SIN-LEPROSY
“We had the fathers of
our flesh to chasten us, and we gave them reverence, shall we not much rather
be in subjection unto the Father of spirits and live?” (Heb 12:9).
Sin is a
spiritual malady, the physical is but the expression of it; behind every
physical act of sin is the spiritual attitude. There is no sin of the flesh
which is not inspired by sin of the spirit. I cannot sin with my hand until I
have sinned with my heart. I cannot sin physically, except as I have sinned
spiritually.
Then is it inherited? If so,
how? The Bible teaches that every man is offspring of God in his first
creation, in his spirit life. Or is the
spiritual malady of sin contracted in man? If so, when? I would have you
clearly to understand that I am asking questions I do not propose to answer,
for the simple reason that I cannot answer them. I ask them in order to affirm
that there is no answer. Neither the theologian nor the philosopher has ever
answered either of these questions. If sin is inherited, how is sin transmitted
in the spirit realm? I am not spiritually the son of the man whose name I bear.

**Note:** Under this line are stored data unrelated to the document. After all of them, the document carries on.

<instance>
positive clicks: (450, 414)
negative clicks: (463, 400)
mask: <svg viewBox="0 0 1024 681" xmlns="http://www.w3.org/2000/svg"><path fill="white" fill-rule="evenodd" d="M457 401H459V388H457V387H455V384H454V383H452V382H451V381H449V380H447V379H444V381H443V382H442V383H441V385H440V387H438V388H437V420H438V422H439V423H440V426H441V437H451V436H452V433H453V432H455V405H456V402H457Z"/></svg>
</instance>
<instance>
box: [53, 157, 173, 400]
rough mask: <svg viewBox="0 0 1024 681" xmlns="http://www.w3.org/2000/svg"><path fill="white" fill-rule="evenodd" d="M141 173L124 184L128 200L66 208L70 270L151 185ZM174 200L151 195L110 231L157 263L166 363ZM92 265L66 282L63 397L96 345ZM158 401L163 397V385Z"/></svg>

“We had the fathers of our flesh to
chasten us, and we gave them reverence, shall we not much rather be in
subjection unto the Father of spirits and live?” (Heb 12:9). Mark the clear distinction. If sin is of the spirit, and
in the spirit, then some evil bacillus has been introduced poisoning the
spirit.
The nature of that poison is
discovered in Biblical definitions. Paul speaks of “the mystery of lawlessness” (2
Thess. 2:7); John declares “sin is
lawlessness.” (1 John 3:4). In
the first we have the admission of the mystery. In the second we have a
statement as to the true nature of sin. The sins which we denounce are but
symptoms; sin lies deeper. Sin is “lawlessness,”

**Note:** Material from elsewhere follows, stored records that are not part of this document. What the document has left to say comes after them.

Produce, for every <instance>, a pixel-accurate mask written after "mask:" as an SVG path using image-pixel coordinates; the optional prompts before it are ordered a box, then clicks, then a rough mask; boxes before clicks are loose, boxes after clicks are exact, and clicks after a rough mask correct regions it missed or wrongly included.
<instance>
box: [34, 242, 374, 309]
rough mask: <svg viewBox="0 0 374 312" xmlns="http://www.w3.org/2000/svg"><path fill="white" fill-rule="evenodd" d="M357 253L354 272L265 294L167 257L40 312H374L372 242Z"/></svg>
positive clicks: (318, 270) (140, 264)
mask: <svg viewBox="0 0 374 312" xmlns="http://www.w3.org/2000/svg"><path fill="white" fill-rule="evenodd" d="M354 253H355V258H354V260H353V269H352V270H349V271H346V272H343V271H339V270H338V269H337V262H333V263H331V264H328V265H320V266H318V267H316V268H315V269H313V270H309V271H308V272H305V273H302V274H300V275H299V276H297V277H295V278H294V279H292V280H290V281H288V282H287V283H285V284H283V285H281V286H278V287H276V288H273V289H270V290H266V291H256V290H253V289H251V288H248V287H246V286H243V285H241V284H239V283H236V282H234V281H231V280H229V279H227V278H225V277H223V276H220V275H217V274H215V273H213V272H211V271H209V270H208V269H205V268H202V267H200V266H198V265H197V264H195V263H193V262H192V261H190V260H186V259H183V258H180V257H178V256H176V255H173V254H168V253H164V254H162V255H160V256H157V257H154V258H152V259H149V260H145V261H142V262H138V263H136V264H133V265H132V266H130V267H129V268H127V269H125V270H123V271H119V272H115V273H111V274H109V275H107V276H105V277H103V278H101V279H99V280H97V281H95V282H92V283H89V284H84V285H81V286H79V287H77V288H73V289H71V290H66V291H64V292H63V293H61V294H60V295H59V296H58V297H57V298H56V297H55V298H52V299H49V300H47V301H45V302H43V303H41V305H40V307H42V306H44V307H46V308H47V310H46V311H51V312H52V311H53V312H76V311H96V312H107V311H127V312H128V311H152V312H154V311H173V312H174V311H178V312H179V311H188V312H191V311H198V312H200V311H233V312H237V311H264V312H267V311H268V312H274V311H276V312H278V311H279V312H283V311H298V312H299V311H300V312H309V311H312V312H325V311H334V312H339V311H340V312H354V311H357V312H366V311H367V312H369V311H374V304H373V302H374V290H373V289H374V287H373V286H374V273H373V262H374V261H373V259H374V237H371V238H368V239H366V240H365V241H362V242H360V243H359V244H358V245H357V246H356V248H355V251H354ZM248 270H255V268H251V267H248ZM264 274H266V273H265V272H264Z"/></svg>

which does not mean being without law, but being in revolt against law. This
evil germ within the spirit of man that affects all his mind and heart and soul
is lawlessness; it has a thousand manifestations, but it is always the same in
essence. It is indeed the mystery of lawlessness. How is it, why is it, that
all men find this principle at work within the soul? I recognize the mystery;
but I face the fact. As leprosy is a mystery as to its origin, so also is sin;
but it is an appalling fact.
Leprosy is a symbol of sin in
the method of its manifestation. The first appearance is at times discoverable
only by the trained eye. Dr. Turner was a specialist, having a trained eye, yet
the disease was on him and manifesting itself before he knew it. One morning,
while shaving, he caught sight of marks on his hands that arrested him; he was
a leper! The first symptoms are discoverable only to the trained eye. In the
little child there may be a thousand things that you count sin that are not
proofs of sin at all; a child romancing up to a certain age is not sinning. It
is exercising a faculty of mind which belongs to it.

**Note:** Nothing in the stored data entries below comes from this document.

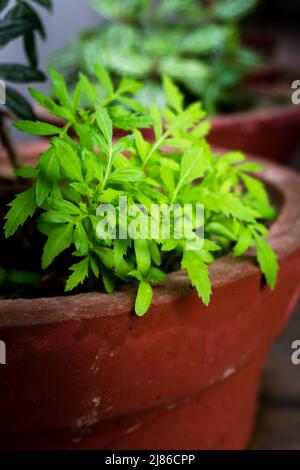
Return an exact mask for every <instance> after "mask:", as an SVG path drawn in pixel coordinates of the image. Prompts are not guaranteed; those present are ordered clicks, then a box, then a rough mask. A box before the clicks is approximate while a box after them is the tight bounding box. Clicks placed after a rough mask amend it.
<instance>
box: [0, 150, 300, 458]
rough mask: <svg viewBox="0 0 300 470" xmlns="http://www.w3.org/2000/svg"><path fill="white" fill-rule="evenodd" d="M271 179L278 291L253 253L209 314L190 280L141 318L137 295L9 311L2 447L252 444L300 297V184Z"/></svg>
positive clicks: (289, 181)
mask: <svg viewBox="0 0 300 470" xmlns="http://www.w3.org/2000/svg"><path fill="white" fill-rule="evenodd" d="M24 150H25V148H24ZM31 158H32V156H31ZM262 177H263V179H264V180H265V181H266V182H267V183H269V185H270V190H271V193H272V195H273V197H274V198H275V199H274V200H276V201H277V205H278V207H279V210H280V214H279V218H278V220H277V221H276V222H275V223H274V225H273V226H272V228H271V243H272V245H273V247H274V248H275V249H276V251H277V253H278V256H279V260H280V273H279V278H278V284H277V287H276V290H275V291H273V292H271V291H270V290H269V289H268V288H267V287H266V285H265V284H264V283H262V277H261V274H260V271H259V269H258V268H257V266H256V265H255V262H254V257H253V255H251V254H249V256H247V257H243V258H241V259H234V258H233V257H232V256H230V255H229V256H226V257H224V258H221V259H219V260H218V261H217V262H216V263H214V264H213V265H212V266H211V276H212V283H213V290H214V295H213V298H212V302H211V304H210V306H209V307H208V308H206V307H204V306H203V304H202V303H201V301H200V300H199V298H198V296H197V294H196V293H195V291H194V289H192V288H191V286H190V284H189V282H188V279H187V277H186V275H185V274H184V273H183V272H175V273H173V274H170V275H169V276H168V279H167V281H166V282H165V283H164V284H163V285H162V286H160V287H157V288H155V294H154V302H153V306H152V307H151V310H150V311H149V312H148V314H147V315H146V316H145V317H144V318H138V317H136V316H135V315H134V314H133V301H134V295H135V288H134V287H130V288H123V289H120V290H119V291H118V292H116V293H115V294H113V295H106V294H101V293H91V294H82V295H75V296H68V297H57V298H42V299H34V300H24V299H19V300H1V301H0V340H2V341H4V342H5V344H6V348H7V364H6V365H4V366H0V367H1V376H0V416H1V427H0V448H2V449H11V448H13V449H242V448H244V447H245V446H246V445H247V442H248V439H249V436H250V433H251V430H252V423H253V417H254V412H255V406H256V397H257V391H258V385H259V379H260V374H261V371H262V368H263V365H264V362H265V359H266V355H267V353H268V350H269V347H270V345H271V343H272V341H273V340H274V338H275V337H276V336H277V335H278V333H279V332H280V331H281V329H282V328H283V326H284V325H285V323H286V322H287V320H288V318H289V316H290V314H291V312H292V310H293V307H294V304H295V302H296V300H297V297H298V294H299V287H300V240H299V230H300V206H299V197H300V176H299V175H298V174H296V173H294V172H292V171H290V170H287V169H284V168H282V167H280V166H278V165H275V164H271V163H266V166H265V169H264V171H263V174H262Z"/></svg>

The time comes when the first
sign of sin is manifested in the child; it is lawlessness.
This leprosy of lawlessness is
invariably progressive, never halting; it steals insidiously forward with
varying degrees of speed, until, at last, the whole man is corrupt, mastered,
strange paradox, by lawlessness; the whole life is in revolt against authority,
against government.
Leprosy is the symbol of sin in
the nature of its effects. It excludes from fellowship with our fellow men. It
renders the victim loathsome even to his fellow men. Not always in the more
vulgar forms of sensuality, but with cold, hard, cynical, devilish
self-centeredness, infinitely more loathsome than vulgar forms of sensuality.
Sin, like leprosy, ultimately renders its victim insensible to the pain of his
own disease. We have in the Scriptures of Truth such arresting phrases as “hardened,” “a conscience seared,” “past feeling”! Leprosy ultimately
completely destroys the physical frame; so also sin ultimately completely
destroys the spirit life, and all its powers.